Enzymatic Methyl-seq (EM-seq)
NEBNext EM-Seq kit is an alternative to whole-genome bisulfite sequencing (WGBS). The enzymatic conversion of unmethylated cytosines in EM-seq is more gentle to DNA than WGBS and results in libraries with more even genome coverage and better coverage of CpG sites across the genome.
At NGI, we offer genome-wide methylome sequencing using the NEBNext EM-seq kit from New England Biolabs (NEB), a two step enzymatic conversion process to detect modified cytosines
- Sample type: high-quality genomic DNA
- Amount of sample: minimum 500 ng
- Volume: 25-50 µL
- Amount of material needed for preparing one library: 10-200 ng.
How to evaluate the sample quality
We check your samples upon arrival, however we still require our users to do their own QC steps before sending samples.
Checking the concentration
Please use fluorometric measurements (e.g. Qubit, Quant-it), not absorbance measurements (Nanodrop, spectrophotometer).
Checking the quality and purity
The DNA should be in water or EB buffer, of high quality, and ideally have an OD260/280 of 1.8-2.
If you are not able to carry out these steps, or your samples are below the required thresholds, please get in touch.
What we do with your samples
Once your samples arrive at NGI, we start by performing a reception control step in which we make sure the samples meet our requirements.
If the samples fail this quality control step, we will contact you to discuss possible options. Should you choose to proceed with samples not fulfilling the criteria it will be at your own risk, NGI will only make one attempt at library preparation and if the library preparation does not work you will be charged for the library preparation regardless.
If the samples pass reception control, the samples will be queued for library preparation.

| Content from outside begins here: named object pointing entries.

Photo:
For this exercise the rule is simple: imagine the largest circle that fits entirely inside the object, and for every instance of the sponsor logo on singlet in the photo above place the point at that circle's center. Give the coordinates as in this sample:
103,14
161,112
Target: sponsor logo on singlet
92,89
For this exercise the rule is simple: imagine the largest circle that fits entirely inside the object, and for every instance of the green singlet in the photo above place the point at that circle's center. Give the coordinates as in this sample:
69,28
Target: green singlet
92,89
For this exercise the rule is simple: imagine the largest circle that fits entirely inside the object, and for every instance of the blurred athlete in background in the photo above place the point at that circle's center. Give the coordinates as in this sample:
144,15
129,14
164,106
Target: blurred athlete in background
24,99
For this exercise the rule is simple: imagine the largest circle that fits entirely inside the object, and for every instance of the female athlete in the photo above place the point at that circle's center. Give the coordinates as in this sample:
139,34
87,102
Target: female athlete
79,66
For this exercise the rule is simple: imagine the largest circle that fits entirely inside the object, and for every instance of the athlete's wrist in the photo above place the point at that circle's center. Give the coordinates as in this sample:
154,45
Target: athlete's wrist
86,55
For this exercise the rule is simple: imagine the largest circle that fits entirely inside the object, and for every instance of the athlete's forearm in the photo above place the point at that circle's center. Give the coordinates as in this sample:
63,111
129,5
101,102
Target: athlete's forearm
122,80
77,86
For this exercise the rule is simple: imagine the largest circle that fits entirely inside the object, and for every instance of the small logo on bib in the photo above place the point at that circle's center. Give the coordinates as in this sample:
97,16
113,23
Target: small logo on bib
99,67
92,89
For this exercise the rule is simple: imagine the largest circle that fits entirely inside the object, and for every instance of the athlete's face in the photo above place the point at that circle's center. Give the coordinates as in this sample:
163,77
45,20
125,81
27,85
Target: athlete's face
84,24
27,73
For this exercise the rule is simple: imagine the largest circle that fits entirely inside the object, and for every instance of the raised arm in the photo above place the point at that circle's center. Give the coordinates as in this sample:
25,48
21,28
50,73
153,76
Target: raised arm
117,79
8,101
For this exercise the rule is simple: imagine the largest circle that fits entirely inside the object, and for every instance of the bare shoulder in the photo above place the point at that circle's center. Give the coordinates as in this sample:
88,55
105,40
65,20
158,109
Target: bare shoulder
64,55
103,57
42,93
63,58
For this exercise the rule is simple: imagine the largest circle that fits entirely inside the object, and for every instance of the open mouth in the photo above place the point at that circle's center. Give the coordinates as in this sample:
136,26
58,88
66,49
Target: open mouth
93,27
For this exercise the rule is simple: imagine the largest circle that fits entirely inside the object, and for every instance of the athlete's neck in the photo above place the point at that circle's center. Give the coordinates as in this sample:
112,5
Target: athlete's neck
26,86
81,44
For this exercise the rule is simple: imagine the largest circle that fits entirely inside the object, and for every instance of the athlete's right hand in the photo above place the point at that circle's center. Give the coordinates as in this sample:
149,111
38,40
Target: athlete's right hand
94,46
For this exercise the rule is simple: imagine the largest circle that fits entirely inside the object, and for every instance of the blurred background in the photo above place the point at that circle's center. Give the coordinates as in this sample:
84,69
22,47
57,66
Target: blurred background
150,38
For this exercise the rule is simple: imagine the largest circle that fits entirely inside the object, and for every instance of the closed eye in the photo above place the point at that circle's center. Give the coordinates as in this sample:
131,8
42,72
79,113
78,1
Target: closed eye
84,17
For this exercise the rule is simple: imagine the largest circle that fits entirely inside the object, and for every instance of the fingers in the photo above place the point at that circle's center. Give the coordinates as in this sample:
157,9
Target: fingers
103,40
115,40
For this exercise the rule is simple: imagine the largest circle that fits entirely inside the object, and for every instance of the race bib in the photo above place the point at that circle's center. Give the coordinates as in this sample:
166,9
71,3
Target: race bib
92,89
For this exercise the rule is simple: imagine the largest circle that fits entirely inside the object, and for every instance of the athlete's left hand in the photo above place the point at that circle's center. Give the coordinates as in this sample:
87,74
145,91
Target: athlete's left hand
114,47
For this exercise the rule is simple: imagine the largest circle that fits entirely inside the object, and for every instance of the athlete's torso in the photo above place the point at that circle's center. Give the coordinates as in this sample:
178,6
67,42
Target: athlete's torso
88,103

DNA is fragmented using a Covaris sonicator followed by ligation of EM-seq adapters with sample-specific barcode sequences. The DNA is converted by a two step Oxidation/Deamination step using TET2 and APOBEC enzymes, and the final converted libraries are PCR amplified before sequencing.

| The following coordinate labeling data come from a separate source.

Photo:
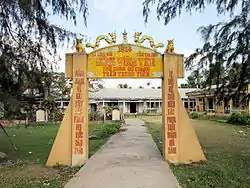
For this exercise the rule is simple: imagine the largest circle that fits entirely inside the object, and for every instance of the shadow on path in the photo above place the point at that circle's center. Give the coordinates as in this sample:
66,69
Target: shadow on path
129,159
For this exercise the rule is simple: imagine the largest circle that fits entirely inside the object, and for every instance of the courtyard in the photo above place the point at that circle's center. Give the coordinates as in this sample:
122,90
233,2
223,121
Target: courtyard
227,148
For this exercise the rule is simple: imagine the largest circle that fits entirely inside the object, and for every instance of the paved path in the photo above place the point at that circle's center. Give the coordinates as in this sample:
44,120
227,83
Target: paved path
129,159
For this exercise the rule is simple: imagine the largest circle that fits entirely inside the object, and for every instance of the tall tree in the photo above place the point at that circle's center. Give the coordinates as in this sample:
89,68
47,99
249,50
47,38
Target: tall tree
224,43
123,85
29,41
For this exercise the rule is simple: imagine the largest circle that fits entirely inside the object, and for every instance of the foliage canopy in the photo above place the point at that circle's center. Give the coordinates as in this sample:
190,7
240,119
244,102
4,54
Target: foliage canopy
226,46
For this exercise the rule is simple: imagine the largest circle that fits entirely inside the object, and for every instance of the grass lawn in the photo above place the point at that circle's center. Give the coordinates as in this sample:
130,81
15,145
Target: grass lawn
227,148
25,168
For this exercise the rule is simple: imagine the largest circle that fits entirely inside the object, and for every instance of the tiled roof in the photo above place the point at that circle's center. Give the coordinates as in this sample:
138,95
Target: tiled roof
116,93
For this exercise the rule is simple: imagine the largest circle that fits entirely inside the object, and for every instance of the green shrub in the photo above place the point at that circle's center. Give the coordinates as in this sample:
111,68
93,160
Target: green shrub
107,130
239,119
195,115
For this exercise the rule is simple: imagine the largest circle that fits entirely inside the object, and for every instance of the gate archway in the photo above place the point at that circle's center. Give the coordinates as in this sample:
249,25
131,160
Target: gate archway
180,143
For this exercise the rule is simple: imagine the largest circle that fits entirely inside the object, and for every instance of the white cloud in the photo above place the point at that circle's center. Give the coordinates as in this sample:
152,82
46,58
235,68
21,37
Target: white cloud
118,10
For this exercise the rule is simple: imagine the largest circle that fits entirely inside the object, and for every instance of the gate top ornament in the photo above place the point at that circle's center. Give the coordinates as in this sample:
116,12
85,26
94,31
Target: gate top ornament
111,39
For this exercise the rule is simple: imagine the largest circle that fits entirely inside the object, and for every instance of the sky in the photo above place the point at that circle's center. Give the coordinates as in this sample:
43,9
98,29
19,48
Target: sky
116,15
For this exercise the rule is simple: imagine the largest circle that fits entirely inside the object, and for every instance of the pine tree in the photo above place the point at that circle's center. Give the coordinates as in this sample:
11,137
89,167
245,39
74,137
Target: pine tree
225,43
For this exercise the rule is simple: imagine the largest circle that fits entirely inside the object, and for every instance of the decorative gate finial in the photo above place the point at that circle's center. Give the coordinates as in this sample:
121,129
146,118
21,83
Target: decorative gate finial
79,46
170,46
125,36
110,41
139,40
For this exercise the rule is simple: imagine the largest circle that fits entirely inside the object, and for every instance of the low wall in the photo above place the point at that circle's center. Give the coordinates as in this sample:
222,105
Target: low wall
12,122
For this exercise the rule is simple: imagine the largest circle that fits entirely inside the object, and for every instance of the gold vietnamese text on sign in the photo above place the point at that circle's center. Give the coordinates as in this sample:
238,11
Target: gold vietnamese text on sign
125,61
152,43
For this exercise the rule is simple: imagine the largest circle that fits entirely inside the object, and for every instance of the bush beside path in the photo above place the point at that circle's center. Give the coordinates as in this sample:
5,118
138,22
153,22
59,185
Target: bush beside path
26,167
227,148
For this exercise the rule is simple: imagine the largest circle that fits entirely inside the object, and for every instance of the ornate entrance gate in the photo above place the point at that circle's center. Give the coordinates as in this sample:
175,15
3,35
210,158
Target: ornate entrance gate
180,143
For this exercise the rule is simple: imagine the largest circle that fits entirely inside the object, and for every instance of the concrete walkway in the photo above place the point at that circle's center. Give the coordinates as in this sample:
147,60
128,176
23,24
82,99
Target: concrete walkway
129,159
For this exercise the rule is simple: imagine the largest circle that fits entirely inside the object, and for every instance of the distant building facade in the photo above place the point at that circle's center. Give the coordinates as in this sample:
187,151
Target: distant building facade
142,101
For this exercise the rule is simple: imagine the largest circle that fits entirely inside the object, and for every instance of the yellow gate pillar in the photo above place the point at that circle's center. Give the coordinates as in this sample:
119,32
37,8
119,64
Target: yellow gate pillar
180,143
71,144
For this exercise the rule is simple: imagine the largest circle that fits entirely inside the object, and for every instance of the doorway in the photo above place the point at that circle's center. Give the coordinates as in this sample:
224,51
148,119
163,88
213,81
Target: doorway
133,107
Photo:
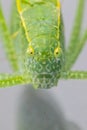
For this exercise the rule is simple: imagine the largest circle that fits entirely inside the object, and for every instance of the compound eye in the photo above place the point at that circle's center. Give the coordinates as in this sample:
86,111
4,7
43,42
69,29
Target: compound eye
57,51
30,50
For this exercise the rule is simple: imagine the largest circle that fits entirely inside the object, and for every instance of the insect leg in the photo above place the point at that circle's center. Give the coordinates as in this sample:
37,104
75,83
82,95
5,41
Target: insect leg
75,35
75,75
7,80
77,51
8,44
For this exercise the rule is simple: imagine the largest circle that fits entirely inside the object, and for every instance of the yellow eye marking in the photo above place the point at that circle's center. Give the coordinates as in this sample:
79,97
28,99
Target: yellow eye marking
30,50
57,51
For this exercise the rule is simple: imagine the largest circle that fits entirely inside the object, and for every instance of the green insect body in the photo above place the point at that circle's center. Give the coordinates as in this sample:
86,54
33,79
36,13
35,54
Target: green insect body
42,62
36,48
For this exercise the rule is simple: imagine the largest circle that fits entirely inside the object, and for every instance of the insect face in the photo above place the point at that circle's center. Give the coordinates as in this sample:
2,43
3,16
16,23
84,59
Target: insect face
44,62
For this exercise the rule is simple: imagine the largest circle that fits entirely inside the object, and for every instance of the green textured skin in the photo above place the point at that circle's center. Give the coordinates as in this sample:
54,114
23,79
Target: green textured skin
42,26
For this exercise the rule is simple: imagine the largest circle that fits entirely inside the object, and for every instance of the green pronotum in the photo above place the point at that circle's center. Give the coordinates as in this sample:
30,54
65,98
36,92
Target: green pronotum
35,44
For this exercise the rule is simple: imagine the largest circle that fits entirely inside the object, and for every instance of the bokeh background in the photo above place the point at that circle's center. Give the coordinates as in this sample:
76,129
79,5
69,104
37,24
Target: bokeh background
69,98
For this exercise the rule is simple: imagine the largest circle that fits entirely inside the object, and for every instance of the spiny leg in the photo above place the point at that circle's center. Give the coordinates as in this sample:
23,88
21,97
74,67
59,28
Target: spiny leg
18,36
75,75
8,44
77,51
74,40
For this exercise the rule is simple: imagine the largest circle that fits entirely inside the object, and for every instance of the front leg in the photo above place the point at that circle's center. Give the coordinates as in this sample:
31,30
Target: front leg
8,44
75,36
8,80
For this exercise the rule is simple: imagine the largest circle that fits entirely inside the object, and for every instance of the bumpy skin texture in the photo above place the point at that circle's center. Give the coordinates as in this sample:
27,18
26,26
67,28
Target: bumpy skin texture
43,66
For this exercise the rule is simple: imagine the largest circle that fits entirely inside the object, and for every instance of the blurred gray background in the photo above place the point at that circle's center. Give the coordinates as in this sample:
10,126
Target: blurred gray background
70,95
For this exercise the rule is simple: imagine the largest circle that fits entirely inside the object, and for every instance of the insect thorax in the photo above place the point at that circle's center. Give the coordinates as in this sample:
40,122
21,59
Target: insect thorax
43,66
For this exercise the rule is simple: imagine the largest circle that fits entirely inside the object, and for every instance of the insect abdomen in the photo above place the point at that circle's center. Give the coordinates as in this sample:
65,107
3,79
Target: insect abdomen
41,19
44,37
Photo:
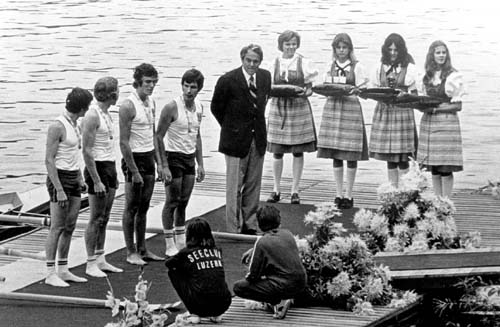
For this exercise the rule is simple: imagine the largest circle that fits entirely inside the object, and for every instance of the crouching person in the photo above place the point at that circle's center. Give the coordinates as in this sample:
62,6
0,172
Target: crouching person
197,274
276,274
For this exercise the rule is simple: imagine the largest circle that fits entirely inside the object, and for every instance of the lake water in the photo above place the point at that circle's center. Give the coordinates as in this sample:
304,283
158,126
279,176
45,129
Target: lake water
48,47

Two DNA controls are provided in the EM-seq kit: unmethylated lambda DNA and CpG-methylated pUC19 DNA to verify the conversion.
Library QC and Sequencing
We evaluate the concentration of the libraries using qPCR and look at the fragment size distribution of the library molecules. Once the libraries have passed this QC step, they are normalised, pooled, and queued for sequencing.
The sequencing will be carried out following the setup stated in the agreement.